The economic order, which of course includes business and investments, is one of the orders God has put in place. But, it is precisely because the economic order is one among many, it cannot be understood apart from the other orders: it does not travel on a separate orbit. Once the economic order is isolated from the others, there is a tendency to absolutise the economy.
We see this very clearly in Frederick Engels’ interpretation of Marxism, adopted by many “orthodox” Marxists, which makes the economic order and its processes the determinant of social, cultural, political and religious life. But this tendency is obviously not confined only to Marxism, but is present in countries that embrace democracy.
Secondly, the economic order is to serve justice and the common good. This means that although profitability is necessary for the survival of businesses, it must be seen as a means to a larger end. Put differently, profitability should never be an end in itself. This means that there are theological and ethical grounds for rejecting the open-ended capitalist system (in whatever form) where the rich get richer and the poor get poorer. This also means that there are strong theological reasons for favouring stakeholder capitalism over stockholder capitalism.
The purpose of business, in other words, is to serve the well-being of its stakeholders – employees and their families, communities, customers, the environment, etc, – not just stockholders.
Here business and government must work together to ensure that the values of the family and community are upheld, and the needs of the less fortunate in society are addressed. By doing this, secular governments and businesses fulfil the divine intention for instituting the economic order.
Some among the legion of articles that have appeared in our newspapers and magazines to analyse the current crisis have addressed the problem of greed. It should not surprise us that some commentators have written eloquently in defence of greed. I hope that the preceding paragraphs have made it quite clear that from the Christian perspective greed can never be defended or rationalised.
However, we must clarify what is meant by greed. The desire for profit, for material gain and for income in and by itself is not greed. It is only when individuals or groups want to achieve unrealistic gains at the expense of others or use illegitimate means to obtain those gains that the legitimate need to generate income becomes greed.
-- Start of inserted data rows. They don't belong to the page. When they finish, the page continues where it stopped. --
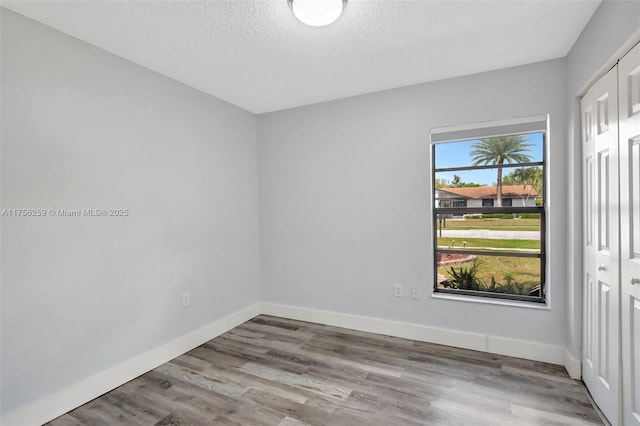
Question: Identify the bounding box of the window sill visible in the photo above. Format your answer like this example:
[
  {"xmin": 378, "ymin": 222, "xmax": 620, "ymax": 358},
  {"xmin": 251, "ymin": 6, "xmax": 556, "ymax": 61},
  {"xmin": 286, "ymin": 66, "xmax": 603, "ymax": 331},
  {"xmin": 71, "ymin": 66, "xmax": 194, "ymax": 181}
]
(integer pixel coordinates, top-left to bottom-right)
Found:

In other words, it is only when individuals and corporations seek to make unrealistic gains by disregarding justice and the common good does greed rear its ugly head.
Even Adam Smith, who has been unjustly described as the “high priest of selfishness and greed”, condemns greed as the modus operandi of business and puts a high premium on a system of justice that emphasises fairness and the public good.
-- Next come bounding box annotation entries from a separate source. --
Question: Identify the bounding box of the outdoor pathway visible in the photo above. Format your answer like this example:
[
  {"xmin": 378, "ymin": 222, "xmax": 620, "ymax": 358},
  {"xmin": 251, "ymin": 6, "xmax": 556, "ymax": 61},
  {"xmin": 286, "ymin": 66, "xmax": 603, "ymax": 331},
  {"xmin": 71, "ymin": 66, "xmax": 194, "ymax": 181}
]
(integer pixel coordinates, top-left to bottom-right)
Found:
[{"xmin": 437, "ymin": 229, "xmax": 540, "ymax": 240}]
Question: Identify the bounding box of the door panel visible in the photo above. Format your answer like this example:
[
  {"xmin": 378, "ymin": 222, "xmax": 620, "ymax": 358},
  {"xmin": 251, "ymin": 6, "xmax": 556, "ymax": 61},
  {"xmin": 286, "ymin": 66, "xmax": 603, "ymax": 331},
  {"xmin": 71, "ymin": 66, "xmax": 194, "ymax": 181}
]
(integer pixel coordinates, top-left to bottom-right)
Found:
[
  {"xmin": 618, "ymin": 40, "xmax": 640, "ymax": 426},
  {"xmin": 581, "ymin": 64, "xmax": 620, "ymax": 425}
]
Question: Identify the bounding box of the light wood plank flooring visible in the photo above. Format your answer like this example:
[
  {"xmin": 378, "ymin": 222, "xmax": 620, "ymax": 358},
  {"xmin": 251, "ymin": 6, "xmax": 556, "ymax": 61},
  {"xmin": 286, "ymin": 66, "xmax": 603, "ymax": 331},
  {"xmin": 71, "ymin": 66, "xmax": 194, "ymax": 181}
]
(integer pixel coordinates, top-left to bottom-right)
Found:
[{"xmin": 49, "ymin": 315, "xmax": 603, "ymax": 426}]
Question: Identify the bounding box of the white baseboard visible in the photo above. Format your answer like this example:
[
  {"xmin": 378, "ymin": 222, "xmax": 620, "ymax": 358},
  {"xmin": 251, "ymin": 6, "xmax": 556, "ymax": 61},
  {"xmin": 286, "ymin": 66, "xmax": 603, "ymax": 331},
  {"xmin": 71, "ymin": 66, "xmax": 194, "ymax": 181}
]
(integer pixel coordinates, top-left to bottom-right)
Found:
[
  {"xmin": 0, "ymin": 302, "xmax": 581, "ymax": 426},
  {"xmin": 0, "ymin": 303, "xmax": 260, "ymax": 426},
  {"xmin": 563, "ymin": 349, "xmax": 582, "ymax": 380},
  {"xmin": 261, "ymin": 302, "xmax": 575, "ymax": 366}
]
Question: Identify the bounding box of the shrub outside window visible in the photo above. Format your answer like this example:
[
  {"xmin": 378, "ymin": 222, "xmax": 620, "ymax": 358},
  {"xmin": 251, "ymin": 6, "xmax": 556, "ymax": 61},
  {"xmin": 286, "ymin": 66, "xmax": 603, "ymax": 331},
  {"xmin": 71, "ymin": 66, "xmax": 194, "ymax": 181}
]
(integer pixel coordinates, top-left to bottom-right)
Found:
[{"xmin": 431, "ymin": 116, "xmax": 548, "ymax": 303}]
What should we learn from this current crisis? It should remind us that we are not merely economic actors, but stewards. In our very materialistic culture, we must remind ourselves that we are not merely economic beings, but social beings. And it is only by ordering our economic activities with our social responsibilities will we find our true vocation and contribute meaningfully to the well-being of our society.
Above all, it reminds us that everything we do and possess– our businesses, our investments, our goods – must be directed at the glory of God.
GREED CAN NEVER BE DEFENDED
‘It should not surprise us that some commentators, in analysing the current crisis, have written eloquently in defence of greed … It is quite clear that from the Christian perspective greed can never be defended or rationalised.’
Dr Roland Chia is Chew Hock Hin Professor of Christian Doctrine and Dean of the School of Postgraduate Studies at Trinity Theological College. He worships at the Fairfield Preaching Point in Woodlands.